🤖 AI Summary
Existing approaches to multimodal motion prediction suffer from mode collapse and unreliable confidence ranking due to training on data containing only a single future trajectory per scenario. To address these limitations, this work proposes the Mode-as-Sequence framework, which models unordered multimodal trajectories as an ordered sequence and explicitly captures inter-modal dependencies through recursive and parallel decoding mechanisms. The framework further introduces an Early-Match-Take-All (EMTA) loss and a lightweight ranking regularizer to jointly optimize diversity, prediction accuracy, and confidence calibration. Evaluated on large-scale benchmarks such as Waymo, the method achieves significant improvements in best-of-K accuracy and ranking performance, earning first place in both the 2024 LiDAR-free Motion Prediction Challenge and the 2025 Interaction Prediction Challenge.
📝 Abstract
Multimodal motion forecasting is inherently under-supervised: each training scene provides only one realized future, yet multiple plausible futures exist. This sparse supervision often leads to mode collapse (redundant hypotheses and insufficient mode coverage) and unreliable confidence ranking when predicting a small set of trajectories. We propose Mode-as-Sequence, a unified decoding framework that translates an unordered mode set into an ordered mode sequence and explicitly models mode-to-mode dependency. Under this framework, we develop two complementary instantiations.
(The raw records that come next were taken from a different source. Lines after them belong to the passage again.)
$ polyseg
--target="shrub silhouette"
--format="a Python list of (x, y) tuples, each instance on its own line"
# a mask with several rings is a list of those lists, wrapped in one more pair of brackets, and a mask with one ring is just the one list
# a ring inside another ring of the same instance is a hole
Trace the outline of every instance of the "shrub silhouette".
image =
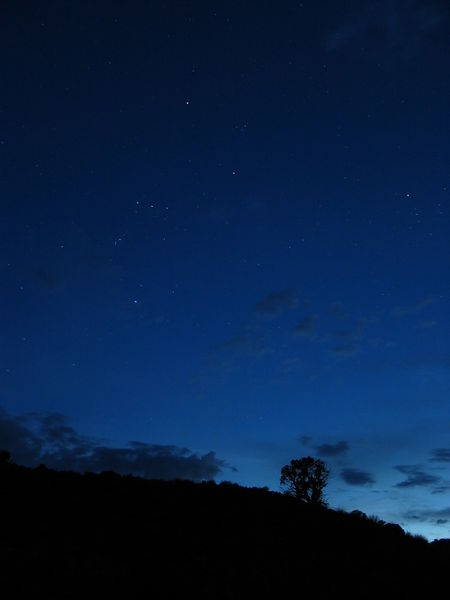
[(4, 598), (442, 598), (447, 585), (450, 540), (269, 490), (14, 463), (0, 490)]
[(11, 454), (8, 450), (0, 450), (0, 464), (9, 463), (11, 460)]
[(311, 456), (292, 459), (281, 469), (280, 484), (285, 493), (298, 500), (325, 506), (323, 496), (330, 472), (325, 463)]

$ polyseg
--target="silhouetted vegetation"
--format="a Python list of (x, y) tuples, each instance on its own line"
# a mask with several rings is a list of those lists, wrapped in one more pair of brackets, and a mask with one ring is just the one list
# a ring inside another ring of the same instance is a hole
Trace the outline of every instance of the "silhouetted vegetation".
[(0, 489), (5, 598), (432, 597), (450, 566), (448, 541), (267, 489), (8, 461)]
[(0, 464), (9, 463), (11, 460), (11, 454), (8, 450), (0, 450)]
[(304, 456), (292, 459), (281, 469), (280, 484), (285, 493), (302, 502), (325, 505), (323, 490), (327, 484), (329, 470), (320, 458)]

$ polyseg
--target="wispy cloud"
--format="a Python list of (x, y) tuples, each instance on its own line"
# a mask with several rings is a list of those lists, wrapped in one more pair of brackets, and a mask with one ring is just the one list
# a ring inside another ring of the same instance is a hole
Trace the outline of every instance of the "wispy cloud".
[(440, 481), (431, 490), (432, 494), (448, 494), (450, 492), (450, 481)]
[(333, 354), (336, 356), (354, 356), (358, 353), (358, 347), (355, 344), (342, 344), (333, 348)]
[(311, 446), (313, 443), (313, 438), (310, 435), (301, 435), (299, 442), (302, 444), (302, 446)]
[(247, 356), (264, 356), (271, 352), (270, 347), (259, 338), (250, 335), (236, 335), (212, 347), (216, 352), (242, 353)]
[(410, 60), (447, 18), (442, 0), (362, 0), (329, 33), (325, 46), (337, 51), (364, 39), (378, 60)]
[(315, 324), (317, 317), (315, 315), (307, 315), (294, 329), (294, 335), (304, 337), (313, 337), (315, 335)]
[(344, 319), (347, 316), (347, 311), (342, 302), (333, 302), (330, 306), (330, 314), (338, 319)]
[(63, 283), (63, 278), (51, 269), (36, 267), (32, 270), (34, 280), (43, 288), (54, 290)]
[(416, 315), (423, 311), (423, 309), (430, 304), (434, 304), (435, 300), (431, 296), (427, 296), (426, 298), (422, 298), (415, 304), (411, 304), (409, 306), (397, 306), (392, 309), (392, 315), (394, 317), (407, 317), (409, 315)]
[(437, 475), (427, 473), (420, 465), (397, 465), (394, 468), (400, 473), (407, 475), (406, 479), (395, 485), (395, 487), (399, 488), (429, 487), (442, 479)]
[(440, 509), (409, 510), (403, 514), (408, 521), (431, 522), (436, 525), (445, 525), (450, 521), (450, 506)]
[(315, 447), (319, 456), (341, 456), (349, 450), (349, 444), (345, 440), (337, 442), (336, 444), (320, 444)]
[(430, 462), (450, 463), (450, 448), (435, 448), (428, 460)]
[(259, 315), (276, 317), (285, 310), (295, 308), (297, 301), (292, 290), (270, 292), (255, 304), (255, 312)]
[(367, 320), (366, 319), (356, 319), (354, 323), (351, 323), (346, 329), (338, 329), (334, 331), (334, 335), (343, 338), (343, 339), (359, 339), (364, 332), (364, 328), (366, 327)]
[(416, 328), (417, 329), (431, 329), (432, 327), (436, 327), (437, 325), (437, 321), (435, 321), (434, 319), (430, 319), (428, 321), (421, 321)]

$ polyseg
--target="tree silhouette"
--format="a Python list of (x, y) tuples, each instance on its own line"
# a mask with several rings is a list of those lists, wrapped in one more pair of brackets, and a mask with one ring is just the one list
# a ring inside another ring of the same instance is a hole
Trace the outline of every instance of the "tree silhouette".
[(292, 459), (289, 465), (281, 469), (280, 484), (285, 493), (302, 502), (326, 505), (323, 490), (330, 471), (325, 463), (311, 456)]

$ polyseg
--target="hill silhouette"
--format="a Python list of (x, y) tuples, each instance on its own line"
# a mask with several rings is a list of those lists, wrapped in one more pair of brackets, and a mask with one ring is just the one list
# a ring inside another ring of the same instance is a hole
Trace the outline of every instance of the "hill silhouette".
[(450, 566), (449, 540), (265, 488), (4, 463), (0, 489), (5, 598), (430, 597)]

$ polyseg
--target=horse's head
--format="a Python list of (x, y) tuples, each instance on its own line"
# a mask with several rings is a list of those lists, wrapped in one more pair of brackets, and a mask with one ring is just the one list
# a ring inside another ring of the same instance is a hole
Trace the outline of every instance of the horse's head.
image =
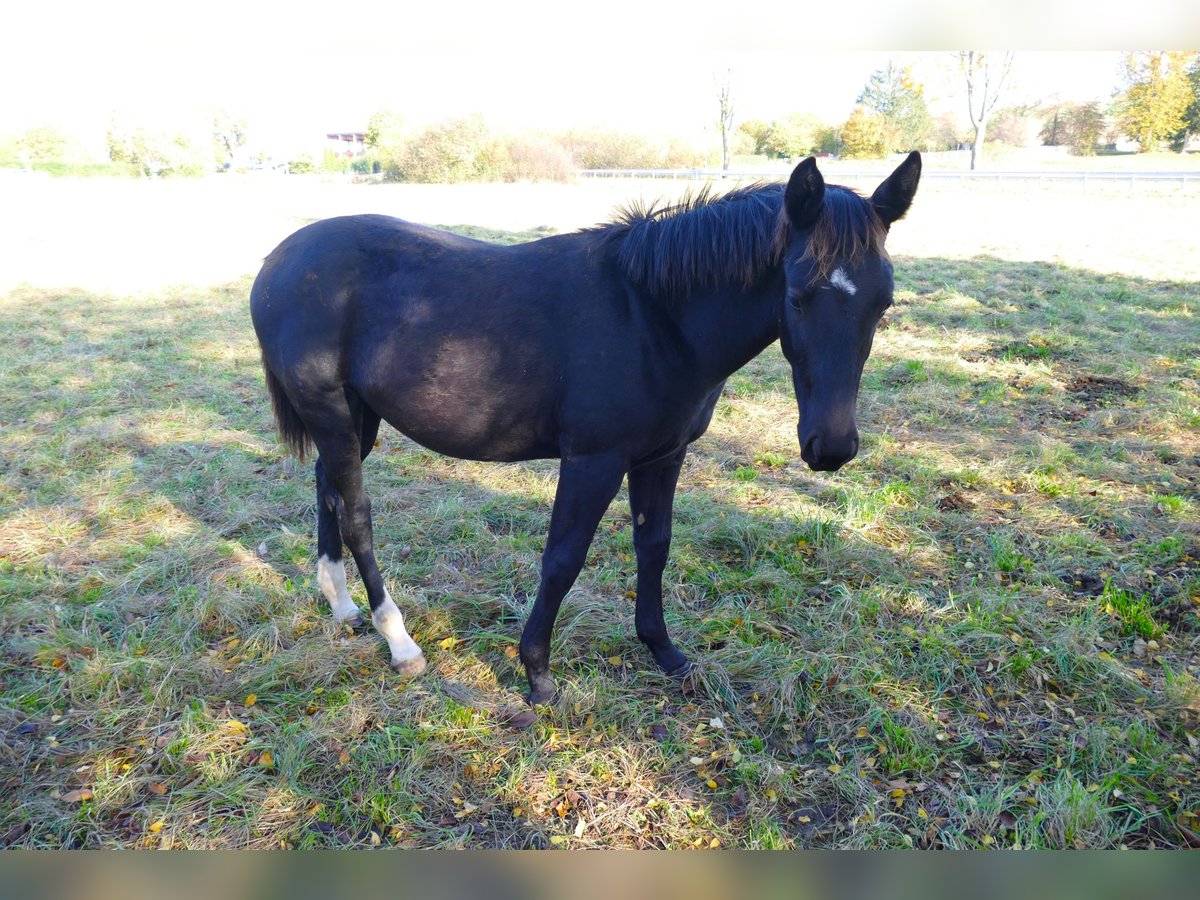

ModeSeq performs recurrent mode decoding, where each mode is generated conditioned on the previously generated modes, encouraging diverse, non-redundant hypotheses with calibrated confidence ordering. To remove the mode-by-mode autoregressive bottleneck, we further propose Parallel ModeSeq, which preserves the same causal dependency using masked mode-to-mode self-attention while decoding all modes in a single forward pass, enabling efficient large-$K$ inference and scalable joint-scene prediction. To learn representative modes and calibrated confidence under sparse labels, we introduce Early-Match-Take-All (EMTA) and its joint-scene extension MA-EMTA, together with a lightweight ranking regularizer that reduces confidence inversions. Extensive experiments on large-scale benchmarks demonstrate consistent improvements in both ranking-oriented metrics and best-of-K accuracy across datasets, horizons, and object types. In the Waymo Open Dataset challenges, ModeSeq achieves 1st place in the 2024 LiDAR-free motion prediction track, and Parallel ModeSeq achieves 1st place in the 2025 Interaction Prediction Challenge, validating the effectiveness of Mode-as-Sequence for both accuracy and efficiency.